Un jour froid de décembre, je pars donner une conférence à l’autre bout du pays. Je roule sur une Suzuki 1100 GSX R modèle 1987 – une sportive réputée pour son caractère spartiate, sur laquelle le contact physique, corporel, avec la matière mécanique est particulièrement prégnant. Je roule des heures durant, le jour avance, le froid me gagne comme il gagne dans le même temps la terre, un brouillard de plus en plus opaque descend du ciel et baigne bientôt le paysage.

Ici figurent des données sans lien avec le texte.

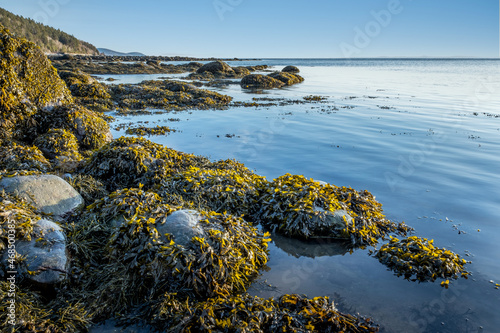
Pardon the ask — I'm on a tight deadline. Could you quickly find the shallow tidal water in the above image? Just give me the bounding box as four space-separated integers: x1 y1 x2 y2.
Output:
99 59 500 332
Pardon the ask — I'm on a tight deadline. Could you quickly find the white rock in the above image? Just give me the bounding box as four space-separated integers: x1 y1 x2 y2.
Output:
156 210 205 246
0 175 84 217
2 219 69 284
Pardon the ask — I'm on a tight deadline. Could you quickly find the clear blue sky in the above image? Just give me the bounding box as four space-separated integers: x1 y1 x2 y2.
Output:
0 0 499 58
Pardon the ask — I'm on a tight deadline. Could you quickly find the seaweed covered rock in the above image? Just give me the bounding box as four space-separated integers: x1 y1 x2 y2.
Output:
0 191 40 254
82 137 209 190
59 70 113 111
196 60 234 74
77 197 269 316
259 174 409 246
240 74 285 89
163 160 266 215
157 209 206 247
281 66 300 74
35 105 113 149
268 72 304 86
271 232 352 258
34 129 82 161
0 25 72 139
111 80 232 110
152 294 379 333
0 281 91 333
233 66 251 77
87 186 164 226
0 142 52 172
375 236 469 288
66 174 109 206
2 219 69 285
0 175 84 216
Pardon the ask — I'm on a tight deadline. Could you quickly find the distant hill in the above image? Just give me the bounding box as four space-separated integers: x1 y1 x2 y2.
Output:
98 47 146 57
0 8 99 54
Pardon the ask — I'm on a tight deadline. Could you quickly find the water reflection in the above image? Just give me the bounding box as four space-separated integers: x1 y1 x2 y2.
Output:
271 232 349 258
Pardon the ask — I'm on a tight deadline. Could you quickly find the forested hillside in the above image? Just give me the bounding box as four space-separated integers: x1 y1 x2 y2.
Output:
0 8 99 54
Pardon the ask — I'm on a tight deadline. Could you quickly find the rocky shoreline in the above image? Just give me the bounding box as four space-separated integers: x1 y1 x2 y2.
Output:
0 27 468 332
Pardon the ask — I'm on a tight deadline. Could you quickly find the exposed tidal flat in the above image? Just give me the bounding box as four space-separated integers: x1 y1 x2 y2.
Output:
103 59 500 332
0 28 500 332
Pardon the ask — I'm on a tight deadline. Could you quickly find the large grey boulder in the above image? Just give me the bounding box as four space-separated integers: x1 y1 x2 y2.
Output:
2 219 69 285
156 210 205 247
0 175 84 218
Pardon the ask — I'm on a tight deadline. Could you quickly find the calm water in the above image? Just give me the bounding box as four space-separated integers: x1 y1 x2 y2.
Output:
101 59 500 332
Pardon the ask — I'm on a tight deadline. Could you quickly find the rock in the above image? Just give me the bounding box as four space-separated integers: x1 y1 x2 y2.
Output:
164 81 198 92
196 60 234 74
35 105 113 149
156 210 205 247
34 129 82 160
146 60 161 67
281 66 300 73
0 142 52 172
2 219 69 285
233 66 250 77
271 232 349 258
59 70 113 111
0 25 73 139
268 72 304 86
186 61 203 69
311 206 354 231
240 74 285 89
0 175 84 217
82 137 208 191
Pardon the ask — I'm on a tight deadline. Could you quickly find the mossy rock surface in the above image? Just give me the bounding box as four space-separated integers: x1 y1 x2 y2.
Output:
269 72 304 86
0 175 84 217
233 66 251 77
375 236 469 288
0 190 41 255
68 188 270 316
162 160 266 216
258 174 410 246
59 70 114 111
196 60 234 74
0 25 72 139
83 137 210 190
281 66 300 74
240 74 285 89
153 294 379 333
0 142 52 172
35 104 112 149
34 129 82 161
1 219 69 286
111 80 232 110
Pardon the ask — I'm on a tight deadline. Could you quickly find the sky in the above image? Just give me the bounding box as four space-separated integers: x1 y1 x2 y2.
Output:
0 0 500 58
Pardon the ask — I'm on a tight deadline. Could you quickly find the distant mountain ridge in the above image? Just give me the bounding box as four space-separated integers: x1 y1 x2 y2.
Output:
97 47 146 57
0 8 99 54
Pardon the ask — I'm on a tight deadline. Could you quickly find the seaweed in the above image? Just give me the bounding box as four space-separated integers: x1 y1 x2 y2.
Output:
258 174 410 247
0 142 52 172
0 190 41 254
151 293 379 333
33 129 82 161
82 137 209 190
162 160 266 216
67 174 109 205
372 236 469 288
125 125 176 136
34 104 112 150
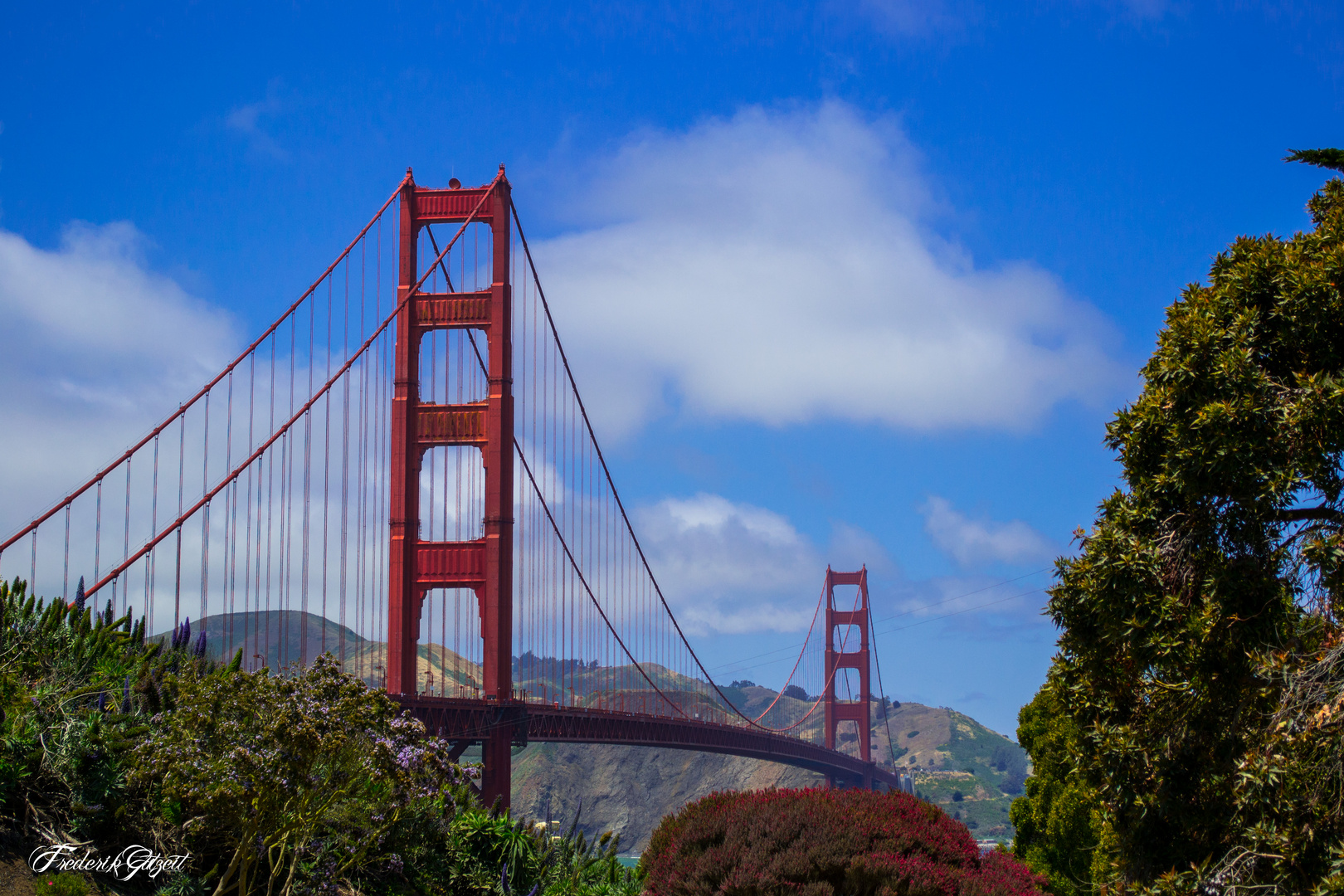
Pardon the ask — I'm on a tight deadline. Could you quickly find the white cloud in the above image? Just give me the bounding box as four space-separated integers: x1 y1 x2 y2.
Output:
919 495 1058 567
635 493 886 634
855 0 982 37
0 223 238 534
538 102 1121 436
225 94 289 161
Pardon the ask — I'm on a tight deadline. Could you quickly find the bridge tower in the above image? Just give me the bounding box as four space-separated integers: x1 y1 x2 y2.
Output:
824 566 872 788
387 165 514 807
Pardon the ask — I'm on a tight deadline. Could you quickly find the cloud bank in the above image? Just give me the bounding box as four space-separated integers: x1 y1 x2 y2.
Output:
919 495 1059 568
0 223 238 534
538 102 1123 436
635 493 886 634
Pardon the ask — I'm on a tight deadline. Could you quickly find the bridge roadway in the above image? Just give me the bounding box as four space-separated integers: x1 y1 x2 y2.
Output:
394 694 902 790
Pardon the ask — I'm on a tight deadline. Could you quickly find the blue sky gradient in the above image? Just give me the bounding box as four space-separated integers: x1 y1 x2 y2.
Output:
0 0 1344 733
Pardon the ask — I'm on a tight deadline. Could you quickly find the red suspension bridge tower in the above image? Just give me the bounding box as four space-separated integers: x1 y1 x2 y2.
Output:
387 165 514 807
824 567 872 787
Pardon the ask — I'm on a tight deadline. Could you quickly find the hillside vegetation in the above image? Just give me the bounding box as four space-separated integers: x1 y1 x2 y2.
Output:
176 611 1027 855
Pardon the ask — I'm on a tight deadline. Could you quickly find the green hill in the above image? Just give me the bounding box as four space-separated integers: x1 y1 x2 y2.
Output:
176 610 1027 853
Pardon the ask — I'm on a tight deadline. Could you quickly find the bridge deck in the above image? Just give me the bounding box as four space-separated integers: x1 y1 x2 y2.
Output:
395 694 900 788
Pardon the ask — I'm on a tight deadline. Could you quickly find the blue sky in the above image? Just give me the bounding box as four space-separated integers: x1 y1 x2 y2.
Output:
0 0 1344 732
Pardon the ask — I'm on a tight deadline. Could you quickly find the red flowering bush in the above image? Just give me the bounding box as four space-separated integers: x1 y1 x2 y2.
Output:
641 790 1045 896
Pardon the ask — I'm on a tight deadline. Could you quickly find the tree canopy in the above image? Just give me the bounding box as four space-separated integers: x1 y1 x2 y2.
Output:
1015 158 1344 892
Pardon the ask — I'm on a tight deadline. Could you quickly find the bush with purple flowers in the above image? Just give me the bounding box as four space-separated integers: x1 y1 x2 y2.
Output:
0 580 640 896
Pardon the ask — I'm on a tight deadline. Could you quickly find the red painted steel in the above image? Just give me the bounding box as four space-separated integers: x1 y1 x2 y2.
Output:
399 694 903 788
822 567 872 783
387 167 514 807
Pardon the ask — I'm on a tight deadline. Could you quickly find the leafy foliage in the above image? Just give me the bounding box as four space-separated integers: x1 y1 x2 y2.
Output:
0 580 640 896
640 790 1045 896
1020 158 1344 894
1010 685 1099 896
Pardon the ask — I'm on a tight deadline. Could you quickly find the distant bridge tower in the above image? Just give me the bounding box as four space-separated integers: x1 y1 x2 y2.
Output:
387 165 514 809
824 566 872 787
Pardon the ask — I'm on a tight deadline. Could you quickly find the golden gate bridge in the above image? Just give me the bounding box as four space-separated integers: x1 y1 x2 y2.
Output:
0 165 908 806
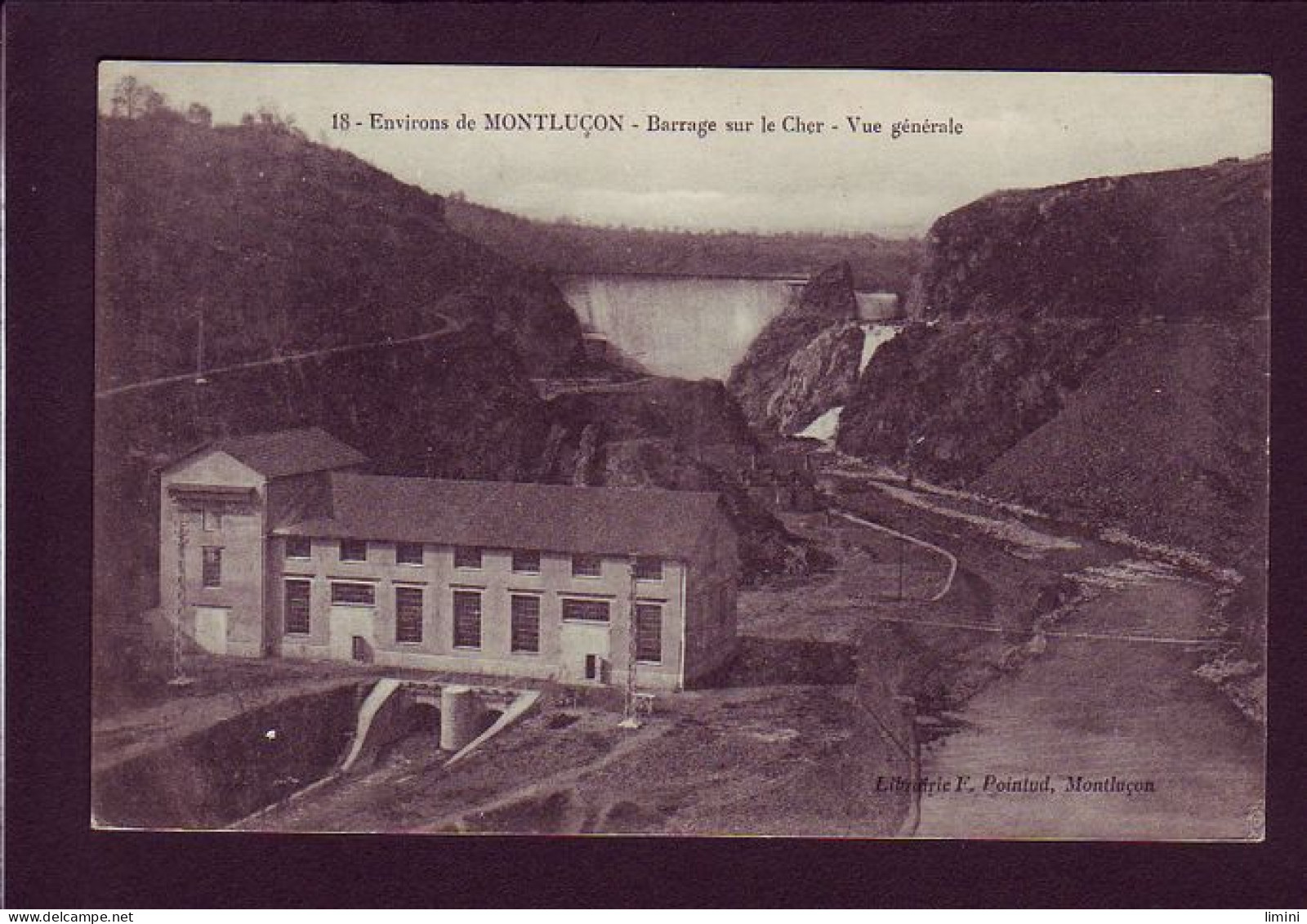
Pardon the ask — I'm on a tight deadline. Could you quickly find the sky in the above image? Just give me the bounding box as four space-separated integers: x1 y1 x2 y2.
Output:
100 61 1272 237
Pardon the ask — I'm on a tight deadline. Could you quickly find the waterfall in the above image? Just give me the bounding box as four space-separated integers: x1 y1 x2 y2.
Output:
858 324 899 375
555 275 805 379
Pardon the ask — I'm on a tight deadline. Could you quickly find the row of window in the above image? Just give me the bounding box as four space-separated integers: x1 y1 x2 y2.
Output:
286 536 662 580
285 579 662 663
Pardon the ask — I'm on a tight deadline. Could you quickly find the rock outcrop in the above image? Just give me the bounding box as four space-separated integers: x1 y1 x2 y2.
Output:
908 155 1270 320
727 264 863 434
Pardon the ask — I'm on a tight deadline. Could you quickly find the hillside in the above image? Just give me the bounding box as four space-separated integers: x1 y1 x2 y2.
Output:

Les gouttes de condensation gèlent sur mon casque, sur mes gants, sur les leviers en aluminium de la machine, le froid peu à peu me saisit de cette manière sournoise et anesthésiante qu’a le froid de saisir un motard, depuis l’intérieur, comme si d’abord les os gelaient. La visibilité se réduit. Je m’arrête bientôt sur une aire d’autoroute et reste là, assis sur la machine, dans le silence. Plus le temps passe, plus je ressens avec intensité comment la moto, sur laquelle je suis resté assis, cette moto qui m’a entraîné jusque dans cette zone isolée, glaciale, tandis que le jour se retire dans un épais brouillard, me fait descendre un par un les différents étages de ma solidité. Comment elle m’amène à ce point d’inertie et de fixité où je ne puis que douter de moi-même – ma résistance, mon courage seront-ils assez grands pour me permettre de repartir ? Le fait est qu’elle est là, comme moi, à ceci près qu’elle peut repartir sans effort n’importe quand. L’effroi.